I want to learn robotics too!! I have a feeling that trying to build something helpful for myself, with help from LLMs, could be a good strategy—but I have no idea! Possibly budget-friendly


It's interesting how there may be an implicit assumption that imposing more rules on tech will lead to positive outcomes. From my perspective, technology is like reality itself: very difficult to control, with countless ways to achieve the desired result while circumventing the rules. And what's the actual result? Just look at the market capitalization of European companies compared to US companies... Or maybe it just feels good to add new rules and engage in virtue-signaling contests. Or maybe it's just a way to make everything illegal—'find me the person, and I'll find you the crime' type of control. Maybe a combination of all those. Who knows? From my experience, the farther you get from the influence of bureaucrats, the happier life becomes...


The regulatory frameworks in the EU are intentionally not designed like the US, to maximize company profits over e.g. human rights and health.

It is thoroughly documented that social media and the modern web are designed to be addictive, by psychologists who specialize in this. We regulate access to other addictive things, because addictive things break humans' normal control systems.

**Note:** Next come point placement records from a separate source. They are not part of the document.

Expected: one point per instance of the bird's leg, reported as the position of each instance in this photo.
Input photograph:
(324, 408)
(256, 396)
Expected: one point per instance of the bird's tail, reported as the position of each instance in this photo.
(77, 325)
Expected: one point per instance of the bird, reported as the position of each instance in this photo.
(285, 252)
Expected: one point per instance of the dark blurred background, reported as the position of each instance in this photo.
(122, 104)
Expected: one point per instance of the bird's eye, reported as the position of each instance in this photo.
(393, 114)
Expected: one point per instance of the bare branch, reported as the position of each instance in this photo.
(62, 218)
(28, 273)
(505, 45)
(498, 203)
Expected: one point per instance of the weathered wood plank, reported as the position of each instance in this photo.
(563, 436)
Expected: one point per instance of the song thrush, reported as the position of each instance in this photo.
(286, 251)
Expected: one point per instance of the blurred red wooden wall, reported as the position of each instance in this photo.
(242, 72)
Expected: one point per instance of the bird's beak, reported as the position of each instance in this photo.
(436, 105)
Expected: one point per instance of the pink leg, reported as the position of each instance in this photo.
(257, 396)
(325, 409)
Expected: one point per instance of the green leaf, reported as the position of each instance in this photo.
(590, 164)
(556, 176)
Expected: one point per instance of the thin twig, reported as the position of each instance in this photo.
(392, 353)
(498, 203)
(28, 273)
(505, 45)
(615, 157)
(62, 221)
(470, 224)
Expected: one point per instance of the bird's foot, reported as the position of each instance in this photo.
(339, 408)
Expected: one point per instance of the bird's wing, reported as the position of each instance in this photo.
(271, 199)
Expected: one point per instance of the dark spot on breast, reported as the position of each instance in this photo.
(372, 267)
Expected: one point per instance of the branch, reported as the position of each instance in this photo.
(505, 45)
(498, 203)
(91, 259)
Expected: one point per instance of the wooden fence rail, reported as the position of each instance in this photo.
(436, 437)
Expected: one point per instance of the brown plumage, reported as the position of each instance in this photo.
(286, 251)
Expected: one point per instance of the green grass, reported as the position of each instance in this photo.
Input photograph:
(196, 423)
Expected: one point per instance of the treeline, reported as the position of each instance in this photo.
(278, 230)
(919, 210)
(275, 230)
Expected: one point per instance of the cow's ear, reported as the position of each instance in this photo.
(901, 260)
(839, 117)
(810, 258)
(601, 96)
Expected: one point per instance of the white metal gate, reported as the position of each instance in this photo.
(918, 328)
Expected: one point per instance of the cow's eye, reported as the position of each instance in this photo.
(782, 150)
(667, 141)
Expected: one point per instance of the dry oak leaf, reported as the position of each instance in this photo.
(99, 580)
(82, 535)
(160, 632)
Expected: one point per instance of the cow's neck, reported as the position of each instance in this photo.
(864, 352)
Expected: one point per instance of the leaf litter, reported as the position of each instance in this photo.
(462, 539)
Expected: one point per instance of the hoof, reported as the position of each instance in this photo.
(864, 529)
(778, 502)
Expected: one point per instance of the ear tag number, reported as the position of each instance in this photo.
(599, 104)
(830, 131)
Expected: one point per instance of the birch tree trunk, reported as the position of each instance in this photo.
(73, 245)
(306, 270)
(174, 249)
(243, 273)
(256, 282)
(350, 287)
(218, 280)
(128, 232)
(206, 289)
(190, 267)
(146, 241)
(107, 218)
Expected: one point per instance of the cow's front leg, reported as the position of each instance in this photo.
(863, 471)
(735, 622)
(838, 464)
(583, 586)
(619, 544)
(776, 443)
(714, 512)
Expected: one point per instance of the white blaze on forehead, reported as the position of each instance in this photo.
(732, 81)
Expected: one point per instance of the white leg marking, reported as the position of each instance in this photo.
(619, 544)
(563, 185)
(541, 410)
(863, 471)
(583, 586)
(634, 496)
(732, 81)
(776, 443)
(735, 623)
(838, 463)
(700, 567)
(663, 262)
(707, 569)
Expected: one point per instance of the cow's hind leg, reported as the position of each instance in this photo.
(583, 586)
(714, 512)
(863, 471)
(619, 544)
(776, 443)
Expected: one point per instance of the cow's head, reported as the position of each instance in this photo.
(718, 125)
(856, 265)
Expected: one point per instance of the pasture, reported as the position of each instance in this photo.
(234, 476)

> "the farther you get from the influence of bureaucrats, the happier life becomes"

only when things are "normal" and if you're a default power-holder in a community. For everyone else, really no.


> Just look at the market capitalization of European companies compared to US companies...

Counterexample: just look at the state of EU tech companies compared to Chinese tech companies.

I’m not saying China is an attractive example, but chalking up Europe’s tech issues to a regulation problem fails to address europe’s digital woes.


> Just look at the market capitalization of European companies compared to US companies...

A huge portion of that market cap exists only because the companies in question are allowed to act unethically. Aside from that, all this wealth is concentrated in the hands of a small minority.

Ultimately the economy exists to serve us, not the other way around. What good all that market cap does for the average American?


Indeed the cat and mouse game is tedious... There's a case to be made that you should just act on the root cause of all these issues with a neutral policy tool. The best tested of all regulatory tools is taxation. Reduce the profit motive slightly and many of these aberrations nobody likes will go away.


Instead of market capitalization, have you looked at comparisons for happiness?


Or even lifespan… It’s crazy that USA is so ahead in tech yet life expectancy is 78 versus 81 in Germany or 84 in Spain


Aren't you happy that when you buy food, it doesn't contain cocaine? Regulations are totally necessary and addictive online social media is a well documented plague in our youths especially.

This very US lobbyists narrative that Europe regulate while missing out on the economy is used and abused anytime something look like contrary to US interests in MAGA land.


> And what's the actual result? Just look at the market capitalization of European companies compared to US companies..

Europe is actually doing quite well at the moment. The European stock markets have over-performed quite decently vs. the US ever since Trump became president, despite the various curveballs thrown at Europe in recent years. Market capitalisation in the US is held up primarily by the Magnificent 7 who are great outliers in the American stock market.


There is a recency bias here. The Sp500 has outperformed the Stoxx600 every year for the last 5 years, except 2022.

Cumulative returns are around 100% for the american index, vs 60% for the EU one.


Maybe the momentum of Stoxx600 will last the next 4 years? Or maybe the S&P500 will come crashing down soon? Who knows.

The Shiller PE ratio is insanely high. At least the European market isn't completely overinvested in just 7 companies who are spending a lot of their money on the exact same thing, so it has that going for it.


I paid for the $30 plan. It's useful to me via OpenCode as a cheap backend for CLI/Agentic workflows.

I also want to try it with Wiggam Loop to test whether they can together build production-level code if guided via prompts and a PRD. Let's see!